China also pushed through with a long-fought liberalization of gas markets by approving group LNG purchases, which allows smaller players, particularly city gas distributors, more procurement options, in addition to incentivizing both private and smaller state-run companies to set up their own terminals.

A report by Beijing-based SIA Energy said that these smaller terminals could make up as much as 40 percent of China’s LNG capacity by 2030, compared to just 15 percent currently. China is projected to bypass Japan as the world’s top LNG importer by as early as 2022 or 2023.

Japan’s LNG stagnation

China’s LNG build-out comes as Japan, with the most developed LNG infrastructure in the world, sees contraction in the sector. As of mid-2020, Japan operated 37 LNG import terminals with a total send out capacity of around 10 trillion cubic feet per year, according to the U.S. Energy Information Administration (EIA).

Japan’s regasification capacity, however, exceeded its gas demand at an average terminal utilization rate of 36 percent in 2019. That reduction comes from slower economic growth but also an ongoing population decline that is now being exacerbated by the COVID-19 pandemic.

Japan’s LNG demand growth is also projected to flatten going forward due to increased nuclear power utilization nearly ten years removed from the Fukushima nuclear disaster, and more renewals, both solar and wind, and now green hydrogen.

South Korea will remain the world’s third-largest LNG importer, followed by India and Taiwan, respectively.

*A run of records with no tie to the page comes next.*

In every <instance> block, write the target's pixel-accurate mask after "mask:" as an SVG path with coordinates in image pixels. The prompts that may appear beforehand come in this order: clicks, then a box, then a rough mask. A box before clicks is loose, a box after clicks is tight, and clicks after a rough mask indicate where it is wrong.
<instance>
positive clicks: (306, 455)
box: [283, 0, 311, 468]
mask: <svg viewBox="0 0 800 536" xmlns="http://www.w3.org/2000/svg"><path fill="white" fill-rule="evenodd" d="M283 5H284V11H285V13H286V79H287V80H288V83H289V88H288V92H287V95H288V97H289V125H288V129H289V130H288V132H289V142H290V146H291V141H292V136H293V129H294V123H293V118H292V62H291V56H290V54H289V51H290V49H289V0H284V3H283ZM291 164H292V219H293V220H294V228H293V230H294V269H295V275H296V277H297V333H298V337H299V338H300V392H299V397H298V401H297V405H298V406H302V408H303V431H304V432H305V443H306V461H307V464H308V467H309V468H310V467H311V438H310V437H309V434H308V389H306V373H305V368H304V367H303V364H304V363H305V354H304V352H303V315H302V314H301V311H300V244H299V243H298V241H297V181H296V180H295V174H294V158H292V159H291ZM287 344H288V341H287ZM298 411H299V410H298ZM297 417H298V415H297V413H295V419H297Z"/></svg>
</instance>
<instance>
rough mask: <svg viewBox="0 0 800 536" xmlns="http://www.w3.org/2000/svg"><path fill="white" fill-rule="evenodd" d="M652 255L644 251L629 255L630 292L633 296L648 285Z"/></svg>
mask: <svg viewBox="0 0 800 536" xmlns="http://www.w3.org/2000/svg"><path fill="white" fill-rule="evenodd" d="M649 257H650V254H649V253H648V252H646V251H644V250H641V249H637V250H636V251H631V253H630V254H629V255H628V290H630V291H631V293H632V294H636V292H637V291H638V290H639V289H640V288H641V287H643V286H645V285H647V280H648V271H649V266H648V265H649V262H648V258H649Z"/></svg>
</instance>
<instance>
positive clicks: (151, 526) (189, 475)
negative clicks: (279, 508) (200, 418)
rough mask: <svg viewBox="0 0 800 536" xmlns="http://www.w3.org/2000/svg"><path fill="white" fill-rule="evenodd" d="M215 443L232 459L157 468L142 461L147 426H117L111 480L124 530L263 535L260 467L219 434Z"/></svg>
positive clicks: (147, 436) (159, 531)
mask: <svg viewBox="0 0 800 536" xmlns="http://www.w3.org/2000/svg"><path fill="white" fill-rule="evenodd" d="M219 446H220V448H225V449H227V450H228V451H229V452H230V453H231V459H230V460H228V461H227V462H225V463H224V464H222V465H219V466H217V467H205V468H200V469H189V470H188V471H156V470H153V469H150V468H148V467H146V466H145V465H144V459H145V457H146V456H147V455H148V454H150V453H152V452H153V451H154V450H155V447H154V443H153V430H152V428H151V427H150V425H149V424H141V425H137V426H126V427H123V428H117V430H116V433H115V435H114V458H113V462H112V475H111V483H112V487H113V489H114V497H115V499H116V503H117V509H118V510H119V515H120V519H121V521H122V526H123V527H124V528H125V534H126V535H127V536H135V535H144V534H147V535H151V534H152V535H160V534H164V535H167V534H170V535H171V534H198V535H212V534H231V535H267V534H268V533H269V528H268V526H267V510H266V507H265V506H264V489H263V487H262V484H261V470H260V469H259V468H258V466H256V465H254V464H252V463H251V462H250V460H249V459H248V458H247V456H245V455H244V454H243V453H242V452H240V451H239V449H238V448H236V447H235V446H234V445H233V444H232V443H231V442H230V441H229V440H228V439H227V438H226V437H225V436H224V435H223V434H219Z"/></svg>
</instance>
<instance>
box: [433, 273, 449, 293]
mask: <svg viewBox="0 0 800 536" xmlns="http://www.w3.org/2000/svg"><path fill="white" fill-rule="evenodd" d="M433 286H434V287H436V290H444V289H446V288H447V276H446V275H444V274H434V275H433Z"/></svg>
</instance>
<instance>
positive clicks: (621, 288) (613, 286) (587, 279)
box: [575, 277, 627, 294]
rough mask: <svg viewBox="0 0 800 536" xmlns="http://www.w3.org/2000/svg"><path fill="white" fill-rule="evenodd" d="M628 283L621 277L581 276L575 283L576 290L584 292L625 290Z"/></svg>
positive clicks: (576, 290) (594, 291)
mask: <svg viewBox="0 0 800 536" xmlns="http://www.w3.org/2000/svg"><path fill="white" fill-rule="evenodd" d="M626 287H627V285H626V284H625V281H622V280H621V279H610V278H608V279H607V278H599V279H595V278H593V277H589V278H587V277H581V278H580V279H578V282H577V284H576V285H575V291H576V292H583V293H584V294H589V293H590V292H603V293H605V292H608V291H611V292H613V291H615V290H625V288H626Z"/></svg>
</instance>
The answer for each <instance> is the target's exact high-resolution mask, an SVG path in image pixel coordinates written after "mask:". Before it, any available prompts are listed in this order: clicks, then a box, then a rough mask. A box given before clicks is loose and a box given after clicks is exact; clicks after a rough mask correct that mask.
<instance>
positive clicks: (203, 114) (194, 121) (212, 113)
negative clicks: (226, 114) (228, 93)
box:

Other new importers that will help the Asia-Pacific region maintain its LNG import lead include Pakistan, Bangladesh, Sri Lanka, Thailand and, soon, the Philippines and Vietnam. The region represents around two-thirds of global demand for the fuel,

As such, the world’s top three LNG producers – Australia, Qatar and the U.S., in addition to an ambitious Russia and others – will seek to both solidify and capture more market share in the region. The target region includes not only China but also India, which is also undergoing its own large-scale gas and LNG infrastructure build-out.

The U.S. for its part could face more challenges striking new deals with Chinese firms due to the nearly three-year trade war between Washington and Beijing. However, as part of the phase one trade deal reached last year, China’s LNG imports from the U.S. spiked 47.7 percent to 419,054 metric tons in November, compared with zero over the same period a year earlier, according to Platts Analytics. Those numbers could continue to increase if the Biden administration reaches any sort of a trade war truce with Beijing.

More deals between Chinese firms and U.S. LNG producers, particularly project proposals that still need to reach their all-important final investment decisions, could see the U.S. vie with both Australia and Qatar for the top two global LNG exporter slots.